[Kommentare: 4]

KEINE PERSPEKTIVE IN UNIFORM

Piloten und Ärzte fliehen aus der Armee

Bundeswehr hat Bewerbern wenig zu bieten: schlechte Bezahlung, wenig Freizeit. Das Militär ist für viele Hochqualifizierte nicht mehr attraktiv.
Anzeige
Bild vergrößern
In Afghanistan müssen die Soldaten ebenso so gut versorgt werden wie in der Heimat. -
Berlin - Die Bundeswehr in Afghanistan hat nicht nur mit den schwierigen Bedingungen vor Ort zu kämpfen. Die Führung der deutschen Truppe dort steht noch vor einem ganz anderen Problem: Der Bundeswehr laufen die höher Qualifizierten davon. Und damit wird auch der Einsatz am Hindukusch immer mehr ein organisatorischer Kraftakt. Schon jetzt ist die medizinische Versorgung in den Einsatzgebieten nach Ansicht von Wolfgang Petersen, Vorsitzender des Forums Sanitätsoffiziere, zum Teil problematisch.

Insgesamt 250 000 Soldaten stehen derzeit im Dienst der Bundeswehr. Davon sind mehr als 6 000 im Auslandseinsatz. Jeder Bewerber muss damit rechnen, jährlich für mehrere Monate im Ausland eingesetzt zu werden. Besonders bei hochqualifizierten Kräften wie Piloten oder Ärzten ist der Auslandseinsatz fast die Regel.

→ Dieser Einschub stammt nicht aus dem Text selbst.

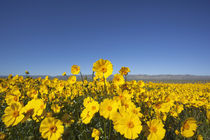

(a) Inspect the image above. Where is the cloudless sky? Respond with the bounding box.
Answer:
[0,0,210,75]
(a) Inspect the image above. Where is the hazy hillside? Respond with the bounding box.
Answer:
[0,75,210,82]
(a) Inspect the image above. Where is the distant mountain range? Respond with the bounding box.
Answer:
[0,75,210,82]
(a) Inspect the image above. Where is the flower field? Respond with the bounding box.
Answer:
[0,59,210,140]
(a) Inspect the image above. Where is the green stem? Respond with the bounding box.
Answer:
[109,120,112,139]
[104,119,106,140]
[80,72,84,83]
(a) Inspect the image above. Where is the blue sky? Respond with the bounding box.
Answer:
[0,0,210,75]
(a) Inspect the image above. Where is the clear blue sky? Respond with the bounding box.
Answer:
[0,0,210,75]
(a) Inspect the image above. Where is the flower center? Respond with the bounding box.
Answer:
[107,106,112,111]
[92,106,96,110]
[150,126,157,133]
[184,123,190,130]
[13,110,19,118]
[14,96,18,101]
[128,122,134,128]
[50,126,57,133]
[26,108,34,116]
[101,67,107,73]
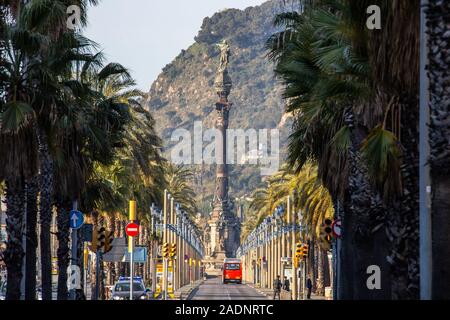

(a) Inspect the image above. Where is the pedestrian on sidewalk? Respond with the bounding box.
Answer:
[306,278,312,299]
[273,276,282,300]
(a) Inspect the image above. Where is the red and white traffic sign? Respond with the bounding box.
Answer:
[125,222,139,237]
[331,219,342,238]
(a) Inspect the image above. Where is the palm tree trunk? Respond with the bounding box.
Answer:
[106,213,116,285]
[56,201,70,300]
[340,109,391,300]
[25,177,38,300]
[427,0,450,299]
[4,181,26,300]
[316,246,325,296]
[38,128,53,300]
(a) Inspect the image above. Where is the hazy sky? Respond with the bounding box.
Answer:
[84,0,265,92]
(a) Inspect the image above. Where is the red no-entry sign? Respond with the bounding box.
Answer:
[125,222,139,237]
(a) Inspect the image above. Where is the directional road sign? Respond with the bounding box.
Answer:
[69,210,84,229]
[125,222,139,237]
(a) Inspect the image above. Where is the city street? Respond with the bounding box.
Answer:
[190,277,267,300]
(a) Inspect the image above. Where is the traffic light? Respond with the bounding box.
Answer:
[97,227,106,250]
[319,218,333,250]
[323,218,333,242]
[170,243,177,258]
[90,227,105,252]
[294,256,298,268]
[162,242,169,258]
[103,231,114,253]
[302,243,309,259]
[295,242,303,258]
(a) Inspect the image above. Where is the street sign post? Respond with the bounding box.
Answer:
[125,200,139,300]
[331,219,342,239]
[68,200,84,300]
[125,222,139,237]
[69,210,84,229]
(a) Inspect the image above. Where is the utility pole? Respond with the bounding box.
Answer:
[419,0,433,300]
[162,190,169,300]
[69,200,79,300]
[288,196,297,300]
[128,200,136,300]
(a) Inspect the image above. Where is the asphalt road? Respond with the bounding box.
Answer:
[190,277,267,300]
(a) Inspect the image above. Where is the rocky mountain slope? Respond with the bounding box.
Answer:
[147,0,290,210]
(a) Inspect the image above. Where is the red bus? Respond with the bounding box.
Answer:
[223,258,242,284]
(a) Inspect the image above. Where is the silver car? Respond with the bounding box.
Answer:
[111,281,147,300]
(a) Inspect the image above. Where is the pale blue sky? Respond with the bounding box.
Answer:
[84,0,265,92]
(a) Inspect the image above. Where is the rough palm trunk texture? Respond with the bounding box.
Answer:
[4,181,26,300]
[25,177,38,300]
[38,129,53,300]
[427,0,450,299]
[56,201,70,300]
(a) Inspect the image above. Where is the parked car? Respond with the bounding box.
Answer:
[111,280,147,300]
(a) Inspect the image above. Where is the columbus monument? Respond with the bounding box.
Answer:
[204,41,240,274]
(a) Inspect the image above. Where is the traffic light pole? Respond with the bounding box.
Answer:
[129,237,134,300]
[162,190,168,300]
[69,200,80,300]
[128,200,136,300]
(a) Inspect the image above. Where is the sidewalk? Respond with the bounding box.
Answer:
[246,283,327,300]
[174,279,204,300]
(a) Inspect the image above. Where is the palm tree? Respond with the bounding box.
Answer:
[269,0,418,299]
[0,1,41,299]
[427,0,450,299]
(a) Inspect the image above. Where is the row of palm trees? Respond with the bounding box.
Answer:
[258,0,450,299]
[0,0,196,300]
[241,162,334,296]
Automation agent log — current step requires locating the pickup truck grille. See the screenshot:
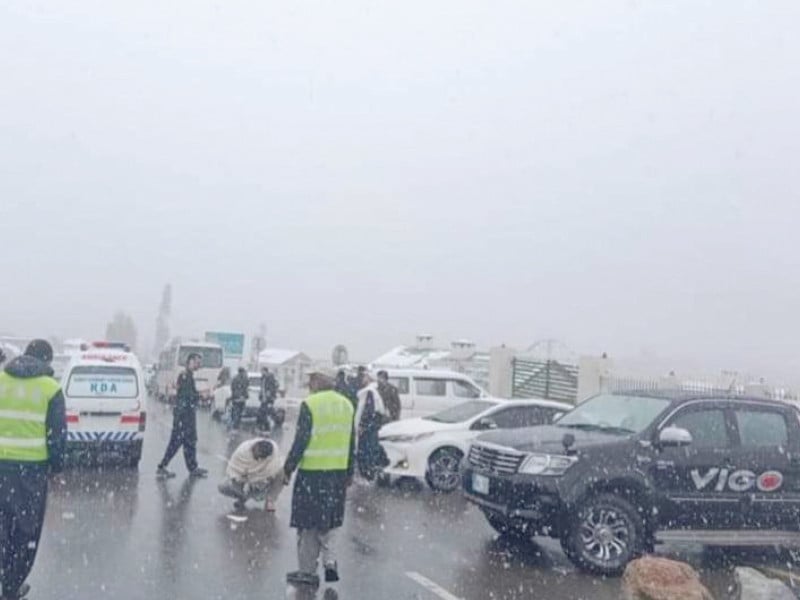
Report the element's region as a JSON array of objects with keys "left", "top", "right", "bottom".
[{"left": 469, "top": 444, "right": 525, "bottom": 475}]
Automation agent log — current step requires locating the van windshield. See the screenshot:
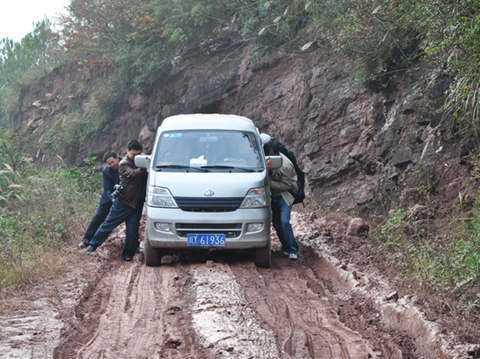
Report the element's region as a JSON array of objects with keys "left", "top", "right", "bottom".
[{"left": 154, "top": 130, "right": 264, "bottom": 172}]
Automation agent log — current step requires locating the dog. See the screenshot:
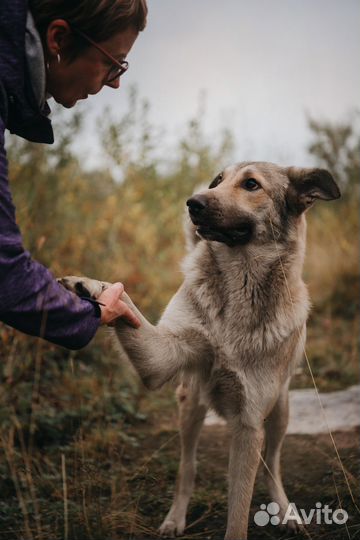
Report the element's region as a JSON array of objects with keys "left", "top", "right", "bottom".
[{"left": 62, "top": 162, "right": 340, "bottom": 540}]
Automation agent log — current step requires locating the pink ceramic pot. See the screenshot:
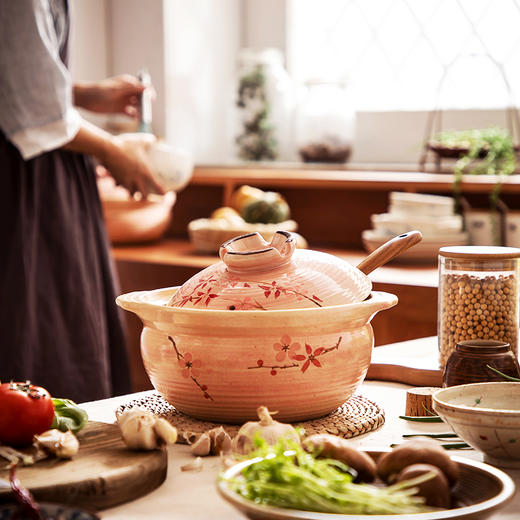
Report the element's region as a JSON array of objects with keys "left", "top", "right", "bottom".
[{"left": 117, "top": 235, "right": 397, "bottom": 423}]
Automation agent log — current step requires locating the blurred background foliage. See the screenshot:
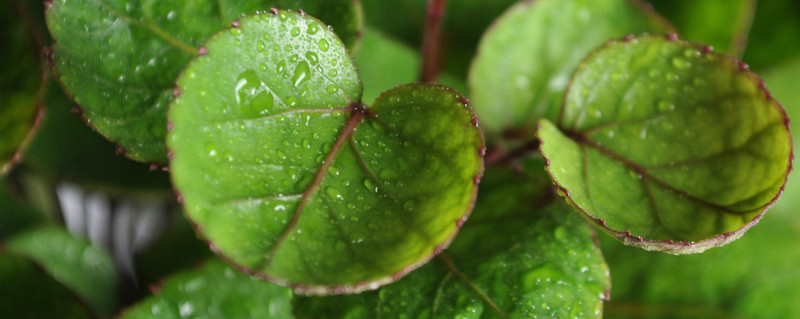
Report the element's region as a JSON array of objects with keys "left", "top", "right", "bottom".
[{"left": 0, "top": 0, "right": 800, "bottom": 318}]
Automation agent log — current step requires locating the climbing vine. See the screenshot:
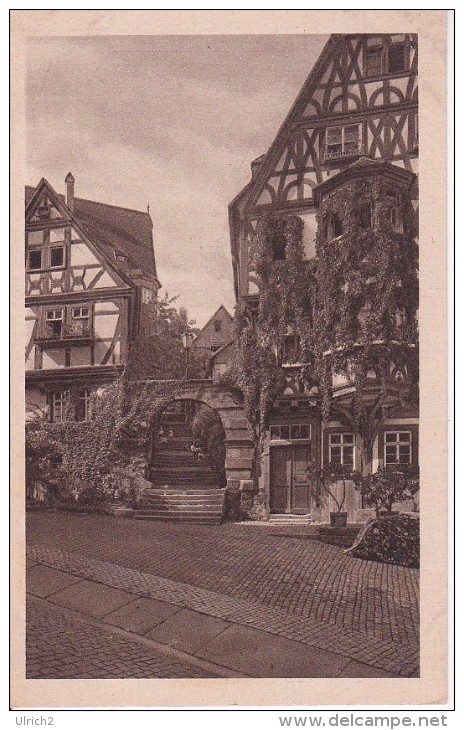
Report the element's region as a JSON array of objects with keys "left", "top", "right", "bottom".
[
  {"left": 235, "top": 210, "right": 314, "bottom": 448},
  {"left": 315, "top": 176, "right": 419, "bottom": 468},
  {"left": 233, "top": 175, "right": 418, "bottom": 478}
]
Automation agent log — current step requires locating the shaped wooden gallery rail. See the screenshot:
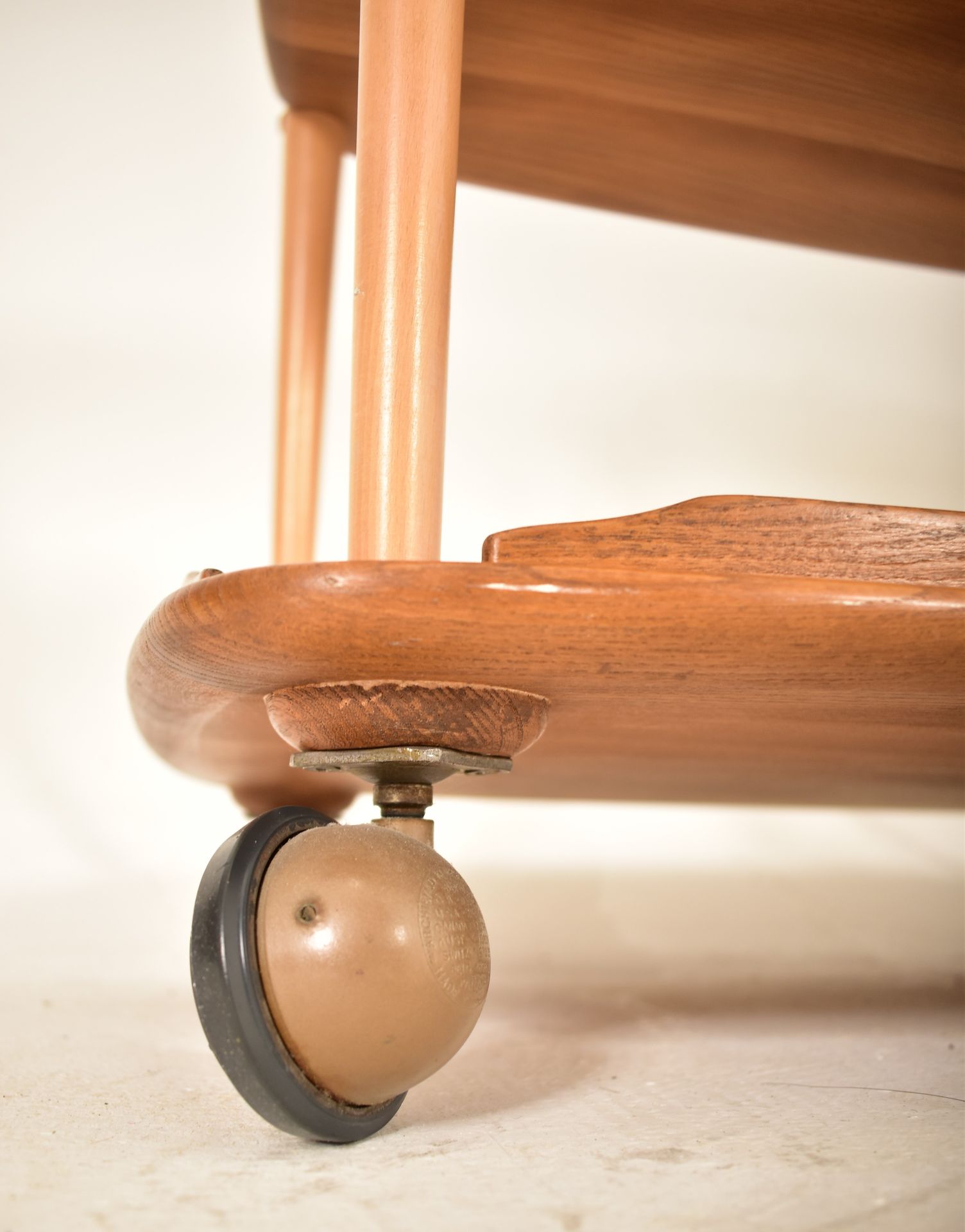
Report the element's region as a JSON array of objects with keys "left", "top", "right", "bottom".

In Afghanistan müsse bei jeder Patrouille und jedem Außeneinsatz laut Order immer ein Arzt dabei sein, sagt Petersen. Das Problem sei aber, dass gar nicht genug als Notärzte ausgebildete Mediziner vor Ort seien. Ausgeglichen werde das dann durch Allgemeinmediziner, Ärzte mit anderen Spezialgebieten wie Radiologen, Hautärzten, Augenärzten oder sogar Ärzten, die sich gerade noch in der Facharztausbildung befinden, und die alle lediglich eine Einweisung in die Notfallmedizin bekommen haben. Um aber Soldaten im Ausland die gleiche Versorgung zusichern zu können wie in der Heimat, wären erfahrene Notärzte nötig.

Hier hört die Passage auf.